What it is

It is a pipleine to predict the price of nfts going on sale on the Ax1e 1nfinity marketplace. A ML model forescasts the nft price as soon as it is listed and sends a buy notification to Discord if the forecasted price is significantly above the price that it is being listed at. The idea is to flip the nfts in a short time frame, that is, buy them and sell for more in minutes/hours.

How it works, tech choices, difficulties

image:

Data collection

The ML model is trained with market data. To get the data from the market API, a docker container that runs a Go script is hosted on an ECS cluster. The container is run every 8 hours on a cron job, collecting data in json format for ~10 minutes and then and sending it to an S3 bucket.

I looked into using AWS lambda for running the cron job but for this usecase this solution turns out to be cheaper.

Also, I scraped from websites some data that was not directly available from the API. To do so I used selenium directly from my laptop.

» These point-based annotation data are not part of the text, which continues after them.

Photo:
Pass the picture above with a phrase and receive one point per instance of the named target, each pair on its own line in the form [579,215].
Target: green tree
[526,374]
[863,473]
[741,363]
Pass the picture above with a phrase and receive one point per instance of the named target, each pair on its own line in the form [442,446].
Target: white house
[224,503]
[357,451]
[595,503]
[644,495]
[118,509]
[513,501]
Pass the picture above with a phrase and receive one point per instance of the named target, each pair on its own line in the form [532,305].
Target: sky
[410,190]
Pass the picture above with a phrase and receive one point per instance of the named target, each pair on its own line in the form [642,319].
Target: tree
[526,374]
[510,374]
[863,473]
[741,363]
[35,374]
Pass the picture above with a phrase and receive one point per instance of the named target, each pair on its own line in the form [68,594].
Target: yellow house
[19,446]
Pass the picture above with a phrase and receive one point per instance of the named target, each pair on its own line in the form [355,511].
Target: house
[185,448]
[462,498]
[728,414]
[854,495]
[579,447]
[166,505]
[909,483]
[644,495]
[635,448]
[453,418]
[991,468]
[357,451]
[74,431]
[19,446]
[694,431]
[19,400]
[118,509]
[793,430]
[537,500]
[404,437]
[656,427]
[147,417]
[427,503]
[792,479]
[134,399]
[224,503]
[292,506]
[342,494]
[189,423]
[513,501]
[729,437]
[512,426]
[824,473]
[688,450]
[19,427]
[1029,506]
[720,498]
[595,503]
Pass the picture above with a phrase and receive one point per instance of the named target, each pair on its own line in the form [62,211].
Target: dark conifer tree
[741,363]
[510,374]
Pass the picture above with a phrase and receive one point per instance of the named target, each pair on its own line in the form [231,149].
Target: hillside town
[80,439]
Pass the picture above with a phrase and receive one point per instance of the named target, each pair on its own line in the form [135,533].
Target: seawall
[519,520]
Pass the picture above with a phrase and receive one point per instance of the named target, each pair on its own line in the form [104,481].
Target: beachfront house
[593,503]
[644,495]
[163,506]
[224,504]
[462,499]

This Selenium code I copied from another repo and it is not included in this repo or diagram.

Model training

To train the model, I download the data from S3 to my laptop and run a script that runs a training pipeline locally/on-premise. The pipeline starts by doing some data-validation/tests on the data using a library called Great Expectations, continues with some data cleansing and feature engineering using pandas and numpy and finally trains a few different models on scikit-learn using cross-validation and builds and ensemble model that I store locally.

For the data validation I also looked into other libraries, particularly Pydantic, but choose Great Expectations, which I had already used in a previous project and found simple enough to use for the usecase.

I also trained Tensorflow NeuralNets but found that the model.predict() was not fast enough for serving the model predictions for real time inference (the market is competitive and the buy signals don´t last long). So far I have heard enough praise for Pytorch vs Tensorflow so after this and also after having tried to use Tensorflow Extended unsuccesfully in a previous project, I would like to try Pytorch and possibly ditch Tensorflow for Pytorch if the circustances are right.

Why I chose Golang

Because I wanted to learn Go as it is a good language for infrastructure used by many companies. Docker (and Kubernetes) are written in Go. Go Docker containers are lightweight compared with Python Docker containers, which might come in handy for future projects . I also might do robotics in the future and I believe Go is useful for that.
Because I wanted to do several API calls concurrently to the the market API, to be faster than my competitors and have an edge. I tried Python´s aiohttp library before that but I did not seem provide me with all the capabilities that I was looking for. The fact that some people joke that async code in Python is a nightmare also influenced decision. I did Go, and writing something like a worker pool was fun and easy, as it was learning Go. Negatives for me where that it can be a bit verbose.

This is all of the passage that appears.